According to Smith, scientists are only now beginning to discern the mechanisms underlying the formation of rip currents. "Rip currents are as elusive as earthquakes; you can't predict when and where they are going to happen," he says. "One day a beach can experience strong currents, and the next day they are not there at all."

Flow

With funding from the National Geographic Society, Neitschmann took Smith under his wing while he was still an undergraduate looking at beach hazards such as pollution, geological formations, waves, and currents. "After this study, I realized that rip currents were the most dangerous element at the beaches," Smith says.


Smith (left), Costa Rican lifeguard, and Professor Nietschmann

The two continued to work as Smith pursued his master's degree, studying coastal oceanography and geomorphology and analyzing the particular hazards rip currents posed along California's beaches. They developed and taught programs for lifeguards on how to recognize and deal with rip currents and other hazards.

Ebb

"I felt I was just left hanging. After he died, it was a bit of a battle with the department for me to continue working," Smith says. He found his adviser's office closed up and his funds frozen. "I had to rethink what and how I was going to do and try somehow to get back on track with my research."


Recovering a GPS buoy used to measure and track rip currents.

Eventually, he managed to persuade two professors to jointly supervise his Ph.D. "I owe a great deal to Professor Stoddart and Professor Wiegel for keeping me on track for my Ph.D. They basically kept me focused and out of the petty politics of the Geography Department," Smith says. During his studies, using video and a system of Global Positioning System buoys, Smith was able to analyze rip currents in space and over time. His research showed that currents pulse in intensity rather than flowing continuously, as people had previously assumed. "The most important part of my research is how to use this information to benefit and promote beach safety," Smith says.

Nietschmann's expertise and reputation allowed him to tap directly into major funding sources, but Smith's new advisers--both emeritus professors--lacked these connections. He had to learn quickly to become more self-reliant and make big sacrifices, much of which would seriously test his commitment to pursue his research. He found a little funding in two departmental block grants, but these paid for only a couple of semesters. The balance of his funding came from working as a graduate instructor for a dozen different courses, most outside of his Geography Department.

"In the end, I worked as a graduate instructor and basically lived out of my Volvo 240 sedan," says Smith. "Hard to believe, but with the teaching (and not having to pay rent in Berkeley), I actually saved money." He finished his degree 4 years later, in 2004, on coastal geography of rip currents.

And Flow Again

Today, Smith is still at UC Berkeley, unofficially, helping to manage a campus lab and continuing his research, thanks to the generosity of members of the UC Berkeley faculty. He now has a place to live that doesn't have wheels, but he holds tight to his passion for the ocean and his work.
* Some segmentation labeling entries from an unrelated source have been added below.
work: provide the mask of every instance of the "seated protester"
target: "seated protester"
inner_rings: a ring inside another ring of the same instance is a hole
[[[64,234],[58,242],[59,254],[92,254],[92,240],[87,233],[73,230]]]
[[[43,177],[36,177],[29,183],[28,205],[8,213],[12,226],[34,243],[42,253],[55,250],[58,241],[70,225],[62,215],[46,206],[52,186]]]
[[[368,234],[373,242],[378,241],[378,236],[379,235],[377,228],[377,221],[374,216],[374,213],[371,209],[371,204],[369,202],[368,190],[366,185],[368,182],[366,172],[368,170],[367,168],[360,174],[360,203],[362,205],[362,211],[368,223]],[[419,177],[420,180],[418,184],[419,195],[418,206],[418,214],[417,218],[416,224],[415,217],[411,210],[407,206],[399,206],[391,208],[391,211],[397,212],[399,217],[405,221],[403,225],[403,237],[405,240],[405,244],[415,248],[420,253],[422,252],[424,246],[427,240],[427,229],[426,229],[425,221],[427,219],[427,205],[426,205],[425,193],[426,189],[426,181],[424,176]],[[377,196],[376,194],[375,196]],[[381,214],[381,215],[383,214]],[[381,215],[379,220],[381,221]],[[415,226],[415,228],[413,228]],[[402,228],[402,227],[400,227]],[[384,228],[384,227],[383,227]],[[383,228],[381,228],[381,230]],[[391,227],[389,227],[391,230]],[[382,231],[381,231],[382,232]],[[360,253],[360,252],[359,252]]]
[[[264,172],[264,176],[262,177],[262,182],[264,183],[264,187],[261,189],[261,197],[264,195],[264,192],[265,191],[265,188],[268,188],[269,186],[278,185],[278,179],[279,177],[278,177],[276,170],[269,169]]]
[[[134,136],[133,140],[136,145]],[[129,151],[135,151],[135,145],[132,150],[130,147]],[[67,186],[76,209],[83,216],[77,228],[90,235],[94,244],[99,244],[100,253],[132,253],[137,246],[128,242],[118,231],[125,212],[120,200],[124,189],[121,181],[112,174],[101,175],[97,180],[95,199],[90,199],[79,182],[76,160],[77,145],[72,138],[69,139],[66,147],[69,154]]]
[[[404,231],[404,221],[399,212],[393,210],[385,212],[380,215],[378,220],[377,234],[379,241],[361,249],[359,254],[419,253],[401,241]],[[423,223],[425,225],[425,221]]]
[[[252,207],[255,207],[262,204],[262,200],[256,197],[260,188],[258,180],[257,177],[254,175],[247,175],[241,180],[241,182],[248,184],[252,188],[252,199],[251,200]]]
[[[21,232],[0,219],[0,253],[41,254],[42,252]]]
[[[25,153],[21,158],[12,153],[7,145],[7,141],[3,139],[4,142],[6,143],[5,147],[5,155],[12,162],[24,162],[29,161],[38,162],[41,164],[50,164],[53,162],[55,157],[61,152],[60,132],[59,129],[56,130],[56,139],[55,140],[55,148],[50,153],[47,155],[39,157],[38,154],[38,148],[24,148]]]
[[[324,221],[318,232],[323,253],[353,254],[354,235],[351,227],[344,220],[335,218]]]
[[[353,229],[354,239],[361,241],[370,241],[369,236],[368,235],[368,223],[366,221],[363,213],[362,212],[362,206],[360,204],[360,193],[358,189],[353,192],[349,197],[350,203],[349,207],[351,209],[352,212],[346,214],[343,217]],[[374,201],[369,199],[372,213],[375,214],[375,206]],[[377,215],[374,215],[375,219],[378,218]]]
Smith training lifeguards at Playa Dominical, Costa Rica

His latest projects have him looking at satellite imagery of monster-sized rip currents produced by natural disasters such as Hurricane Katrina, in the Gulf of Mexico, and the 2004 Indonesian tsunami. He still gets to go to the beach, conduct public safety awareness of the dangers of rip currents, and train lifeguards along the California coastline, Mexico, and Costa Rica. He is also excited about being a host (and researcher) for an upcoming National Geographic TV special about coastal hazards.

"Having my friend and mentor taken away from me, I believe that I have learned a lot about life and pursuing a career," Smith says. The years spent with his late adviser learning about being an academic and successful researcher have paid off, he thinks. He expects his new way of working--much more independent than before--to be a great advantage as he continues to search for the next big wave to ride.